Troubleshooting sequences of phonetic characters

Problem

When Phonology Assistant (PA) reads the data sources and divides the transcriptions into phones, it does not assume some sequences of phonetic characters are phones.

Explanation

A base character is a phonetic character that can represent a phone. For example, o is a base character, because it represents the phone [o].

Most phones are represented by a single base character followed by zero or more modifying characters (diacritics or tone markings). For example, [o] or [õ].

However, some phones are represented by sequences that do not begin with a base character or that include more than one base character.

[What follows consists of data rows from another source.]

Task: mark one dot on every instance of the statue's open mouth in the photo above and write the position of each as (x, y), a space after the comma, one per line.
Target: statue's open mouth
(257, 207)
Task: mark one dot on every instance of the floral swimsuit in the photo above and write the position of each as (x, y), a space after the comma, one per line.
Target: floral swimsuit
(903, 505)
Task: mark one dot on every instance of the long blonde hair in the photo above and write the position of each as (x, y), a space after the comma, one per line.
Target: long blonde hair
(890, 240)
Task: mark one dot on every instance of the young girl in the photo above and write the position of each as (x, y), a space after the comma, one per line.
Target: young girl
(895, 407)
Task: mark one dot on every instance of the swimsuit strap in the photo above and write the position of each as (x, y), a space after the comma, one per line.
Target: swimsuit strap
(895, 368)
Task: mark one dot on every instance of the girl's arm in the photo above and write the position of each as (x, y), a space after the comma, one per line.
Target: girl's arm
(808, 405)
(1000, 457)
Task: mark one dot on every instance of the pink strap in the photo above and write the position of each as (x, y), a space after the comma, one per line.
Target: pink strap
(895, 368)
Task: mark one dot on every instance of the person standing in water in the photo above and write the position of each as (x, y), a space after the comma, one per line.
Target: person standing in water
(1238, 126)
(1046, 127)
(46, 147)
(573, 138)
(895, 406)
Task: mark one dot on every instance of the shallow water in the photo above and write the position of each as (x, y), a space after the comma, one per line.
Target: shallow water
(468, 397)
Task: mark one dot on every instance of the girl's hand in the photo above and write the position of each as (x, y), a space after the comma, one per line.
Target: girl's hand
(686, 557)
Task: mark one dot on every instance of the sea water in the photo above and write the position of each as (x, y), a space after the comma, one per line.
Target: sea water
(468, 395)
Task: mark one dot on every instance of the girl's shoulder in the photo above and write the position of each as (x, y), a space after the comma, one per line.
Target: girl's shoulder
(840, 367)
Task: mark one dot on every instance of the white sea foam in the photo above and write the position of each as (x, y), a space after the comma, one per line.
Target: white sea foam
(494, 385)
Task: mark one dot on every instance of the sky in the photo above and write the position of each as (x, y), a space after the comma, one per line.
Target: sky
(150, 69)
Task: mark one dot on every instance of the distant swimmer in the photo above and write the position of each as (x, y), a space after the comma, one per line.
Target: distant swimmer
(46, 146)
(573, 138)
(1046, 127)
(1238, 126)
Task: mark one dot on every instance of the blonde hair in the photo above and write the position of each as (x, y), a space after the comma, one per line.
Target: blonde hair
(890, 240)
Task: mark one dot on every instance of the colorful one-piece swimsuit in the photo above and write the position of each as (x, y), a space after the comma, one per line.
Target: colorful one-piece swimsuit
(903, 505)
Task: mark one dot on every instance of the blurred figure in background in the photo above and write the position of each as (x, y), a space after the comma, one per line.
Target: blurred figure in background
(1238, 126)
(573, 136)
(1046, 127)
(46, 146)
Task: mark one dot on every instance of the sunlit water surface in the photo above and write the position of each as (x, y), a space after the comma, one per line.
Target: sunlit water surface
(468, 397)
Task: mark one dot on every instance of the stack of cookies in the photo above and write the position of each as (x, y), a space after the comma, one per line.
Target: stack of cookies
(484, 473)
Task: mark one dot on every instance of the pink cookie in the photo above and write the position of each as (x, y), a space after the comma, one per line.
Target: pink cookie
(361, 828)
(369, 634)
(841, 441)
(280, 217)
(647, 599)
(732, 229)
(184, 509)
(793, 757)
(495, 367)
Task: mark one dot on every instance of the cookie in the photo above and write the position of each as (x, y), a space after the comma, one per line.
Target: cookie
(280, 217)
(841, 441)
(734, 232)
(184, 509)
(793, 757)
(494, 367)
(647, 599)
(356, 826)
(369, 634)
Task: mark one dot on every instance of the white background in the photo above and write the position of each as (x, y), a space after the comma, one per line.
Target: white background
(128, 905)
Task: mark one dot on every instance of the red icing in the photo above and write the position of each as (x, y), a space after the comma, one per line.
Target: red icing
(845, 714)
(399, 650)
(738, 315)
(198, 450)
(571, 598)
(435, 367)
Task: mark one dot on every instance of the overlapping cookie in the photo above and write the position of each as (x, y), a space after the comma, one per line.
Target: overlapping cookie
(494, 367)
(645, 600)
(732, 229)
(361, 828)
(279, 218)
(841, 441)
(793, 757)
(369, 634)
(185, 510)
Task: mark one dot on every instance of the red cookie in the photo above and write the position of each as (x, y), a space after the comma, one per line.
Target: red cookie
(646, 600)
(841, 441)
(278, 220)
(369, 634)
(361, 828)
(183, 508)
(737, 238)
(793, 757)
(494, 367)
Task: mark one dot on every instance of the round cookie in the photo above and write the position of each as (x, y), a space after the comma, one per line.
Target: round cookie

In phonetic transcriptions, PA assumes, as a rule, that each base character represents the beginning of a phone.

Solution

To convert a phonetic sequence to a unit (phone), do one of the following:

  1. In Ambiguous Sequences, add the sequence to the Sequence column, and then select the Treat as one unit check box.

  2. Using an Experimental Transcriptions ScreenTip, add the sequence to the Transcribed in source as column, and then combine the base characters using an upper or lower tie-bar character in the Convert to one of these options column.

  3. In the data sources, edit the transcriptions to combine the base characters using an upper or lower tie-bar character.

Sequences of a non-base character and one following base character

A prenasalized phone is represented by a superscript followed by a base character (for example, ᵐb, ⁿd, ᵑg).

Use solution 1. If you do not define the ambiguous sequence, PA assumes that the diacritic goes with the preceding base character. However, if a word begins with a non-base character, PA assumes it is part of the representation of the first phone, even if you do not define the ambiguous sequence.

Do not use solutions 2 or 3, because PA requires the set of characters combined using a tie-bar to include two base characters.

Sequences of more than one base character

Here are examples of common affricates/double articulations and vowel transitions.

Sequence

Solution 1:
what to add to Ambiguous Sequences list

Solution 2:
what to convert to in Experimental Transcriptions list

Solution 3:
what to modify original transcription to

ts

ts

t͡s

t͡s

dz

dz

d͡z

d͡z

t͡ʃ

t͡ʃ

mb

mb

m͜b

m͜b

nd

nd

n͜d

n͜d

ŋg

ŋg

ŋ͡g

ŋ͡g

i̯u

i̯u

i̯͡u

i̯͡u

ai̯

ai̯

a͡i̯

a͡i̯

i̯ai̯

i̯ai̯

 

 

For sequences like i̯ai̯ that contain more than two base characters, use solution 1. Do not use solutions 2 or 3, because tie-bars can combine only two base characters in PA.